HPE intros GreenLake data lakehouse fabric for analytics
HPE taps multiple open source technologies, including Kubernetes, Apache Spark and Delta Lake, for developing new data fabric services on its GreenLake cloud platform.
HPE said on Tuesday it is adding new unified data lakehouse capabilities to its GreenLake platform, with general availability of the new data services expected in early 2022.
HPE GreenLake is a hybrid cloud platform that enables users to run applications and services on premises and in the cloud.
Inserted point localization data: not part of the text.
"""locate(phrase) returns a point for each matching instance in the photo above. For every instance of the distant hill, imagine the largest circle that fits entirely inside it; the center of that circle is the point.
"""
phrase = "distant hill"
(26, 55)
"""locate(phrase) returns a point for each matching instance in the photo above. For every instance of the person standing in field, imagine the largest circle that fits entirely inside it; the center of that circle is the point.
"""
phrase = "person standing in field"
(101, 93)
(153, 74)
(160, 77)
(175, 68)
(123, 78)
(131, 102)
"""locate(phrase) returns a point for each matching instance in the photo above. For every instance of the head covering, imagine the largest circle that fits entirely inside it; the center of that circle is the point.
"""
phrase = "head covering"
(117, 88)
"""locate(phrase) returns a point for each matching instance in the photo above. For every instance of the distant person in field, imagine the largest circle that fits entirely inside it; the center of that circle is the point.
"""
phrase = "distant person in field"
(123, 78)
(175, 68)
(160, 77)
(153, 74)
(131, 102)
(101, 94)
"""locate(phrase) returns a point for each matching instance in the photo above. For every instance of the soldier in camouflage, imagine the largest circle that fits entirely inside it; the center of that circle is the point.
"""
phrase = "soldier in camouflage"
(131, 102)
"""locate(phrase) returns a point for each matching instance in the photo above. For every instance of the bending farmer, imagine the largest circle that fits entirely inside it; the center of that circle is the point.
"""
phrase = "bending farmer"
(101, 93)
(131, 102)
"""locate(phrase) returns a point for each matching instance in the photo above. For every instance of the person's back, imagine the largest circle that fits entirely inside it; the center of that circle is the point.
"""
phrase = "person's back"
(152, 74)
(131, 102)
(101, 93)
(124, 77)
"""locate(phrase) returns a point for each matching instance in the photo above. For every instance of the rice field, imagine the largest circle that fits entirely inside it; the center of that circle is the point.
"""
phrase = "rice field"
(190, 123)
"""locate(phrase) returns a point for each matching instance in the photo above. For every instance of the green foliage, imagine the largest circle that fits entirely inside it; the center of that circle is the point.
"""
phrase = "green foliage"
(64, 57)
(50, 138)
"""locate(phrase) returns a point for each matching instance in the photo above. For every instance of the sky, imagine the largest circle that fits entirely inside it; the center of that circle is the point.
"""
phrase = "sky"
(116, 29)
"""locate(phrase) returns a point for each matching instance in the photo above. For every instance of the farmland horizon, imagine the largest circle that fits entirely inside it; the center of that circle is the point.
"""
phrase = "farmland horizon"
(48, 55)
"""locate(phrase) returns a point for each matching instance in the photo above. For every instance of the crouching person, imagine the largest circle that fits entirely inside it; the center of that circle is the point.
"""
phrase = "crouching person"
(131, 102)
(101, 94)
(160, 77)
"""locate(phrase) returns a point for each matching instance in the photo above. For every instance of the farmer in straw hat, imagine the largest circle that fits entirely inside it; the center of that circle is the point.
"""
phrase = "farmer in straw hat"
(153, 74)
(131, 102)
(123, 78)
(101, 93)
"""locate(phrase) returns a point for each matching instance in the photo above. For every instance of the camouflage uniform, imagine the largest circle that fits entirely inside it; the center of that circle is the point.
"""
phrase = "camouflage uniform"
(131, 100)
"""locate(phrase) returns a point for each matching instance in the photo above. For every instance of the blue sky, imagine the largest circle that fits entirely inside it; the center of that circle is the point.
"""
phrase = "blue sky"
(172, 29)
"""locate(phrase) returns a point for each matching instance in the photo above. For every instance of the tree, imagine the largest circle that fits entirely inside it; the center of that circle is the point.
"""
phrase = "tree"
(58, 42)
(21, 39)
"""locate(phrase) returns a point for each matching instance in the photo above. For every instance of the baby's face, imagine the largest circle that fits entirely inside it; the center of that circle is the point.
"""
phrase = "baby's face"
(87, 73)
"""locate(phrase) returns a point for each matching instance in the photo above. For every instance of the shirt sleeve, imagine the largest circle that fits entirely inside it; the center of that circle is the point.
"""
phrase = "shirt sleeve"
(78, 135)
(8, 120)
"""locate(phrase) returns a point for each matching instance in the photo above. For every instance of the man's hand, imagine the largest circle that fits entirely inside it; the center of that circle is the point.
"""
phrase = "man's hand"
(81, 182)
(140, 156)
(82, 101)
Notable among other new services HPE unveiled is the Ezmeral Data Fabric Object Store, which provides a Kubernetes-based storage technology that will run across hybrid environments.
HPE also introduced Ezmeral Unified Analytics, a cloud data lakehouse platform built with a group of open source technologies that provide a data fabric for users to run data analytics and business intelligence workloads.
Underlying the data fabric are several open source technologies, including the Apache Spark query engine and Delta Lake data lakehouse.
Delta Lake was originally created by Databricks and is now an open source project run by the Linux Foundation. With Ezmeral Unified Analytics, HPE is targeting the data lakehouse market now dominated by Databricks.
"Amidst the cloud hoopla, it's easy to forget that a lot of data will remain on premises for the foreseeable future, thanks to factors like data gravity and sovereignty requirements," said Kevin Petrie, an analyst at Eckerson Group. "The challenge therefore is not just figuring out how to optimize data workloads on the cloud, but also how to optimize them in hybrid environments that comprise edge, data center, cloud and multi-cloud infrastructure."
Kevin PetrieAnalyst, Eckerson Group
Petrie noted that HPE's new services aim to optimize both BI and data science workloads, with containerized application management and a data lakehouse that spans hybrid environments.
HPE looks to data lakehouse model with GreenLake
In the webcast event introducing the new GreenLake services, HPE CEO Antonio Neri emphasized the hybrid nature of the vendor's platform.
"We unify your data globally and make it available to all your analytics teams where the data is at the edge in an enterprise data warehouse, on premises, a cloud data lake, or on other cloud platforms such as Snowflake," Neri said.
Neri said that with the new Kubernetes-native object store, HPE is providing an Amazon S3-compatible API. He added that HPE's goal with the new GreenLake services is to enable users to combine different types of data from files, object event streams and databases into the same data fabric.
The main benefit is that organizations will be able to manage disparate sources of data in a single platform that accelerates time to insights, according to Neri.
Open source foundation
In a media briefing, Matt Maccaux, global field CTO for HPE Ezmeral Software, said an S3-compatible data layer is an important option for organizations.
"If you think about the need to be able to spin up a compute job somewhere, you probably want to think about spinning up ephemeral storage as well," Maccaux said. "We know that these applications are oftentimes written for the S3 API, so we have developed an object store that is deployable by the same runtime as the compute services, and then it stretches back the connection to the overall fabric."
By using the open source Delta Lake lakehouse technology, Maccaux said HPE is trying to provide an approach that won't lock organizations into a single vendor.
"We don't think it makes sense to go from one legacy proprietary stack, just to get locked into another one in a public cloud," Maccaux said.